In this case, I think you want a seasonality correction in the ARIMA model. There's not enough date here to fit the seasonal model, but this should get you started.

library(zoo)
start <- as.POSIXct("2010-01-01") 
freq <- as.difftime(6, units = "hours") 
dayvals <- (1:4)*10 
timevals <- c(3, 1, 2, 4) 
index <- seq(from = start, by = freq, length.out = 16)
obs <- (rep(dayvals, each = 4) + rep(timevals, times = 4))
myzoo <- myzoo.orig <- zoo(obs, index)
myzoo[10] <- NA

myzoo.fixed <- na.locf(myzoo)

myarima.resid <- arima(myzoo.fixed, order = c(3, 0, 3), seasonal = list(order = c(0, 0, 0), period = 4))$residuals
myzoo.reallyfixed <- myzoo.fixed
myzoo.reallyfixed[10] <- myzoo.fixed[10] + myarima.resid[10]

plot(myzoo.reallyfixed)
points(myzoo.orig)

In my tests the ARMA(3, 3) is really close, but that's just luck.

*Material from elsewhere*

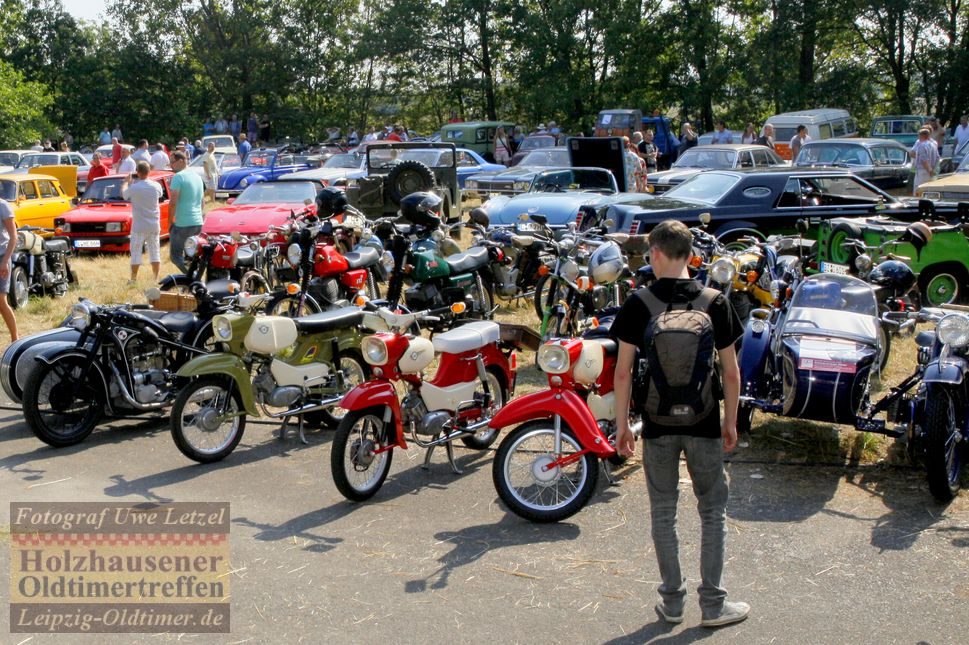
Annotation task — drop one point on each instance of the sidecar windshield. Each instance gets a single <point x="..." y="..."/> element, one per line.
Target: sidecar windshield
<point x="834" y="305"/>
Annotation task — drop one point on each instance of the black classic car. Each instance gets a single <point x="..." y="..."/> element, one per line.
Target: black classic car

With a longer time series you should be able to calibrate the seasonal correction to give you good predictions. It would be helpful to have a good prior on what the underlying mechanisms for both the signal and the seasonal correction to get better out of sample performance.


Try this:

x <- ts(myzoo,f=4)
fit <- ts(rowSums(tsSmooth(StructTS(x))[,-2]))
tsp(fit) <- tsp(x)
plot(x)
lines(fit,col=2)

The idea is to use a basic structural model for the time series, which handles the missing value fine using a Kalman filter. Then a Kalman smooth is used to estimate each point in the time series, including any omitted.

I had to convert your zoo object to a ts object with frequency 4 in order to use StructTS. You may want to change the fitted values back to zoo again.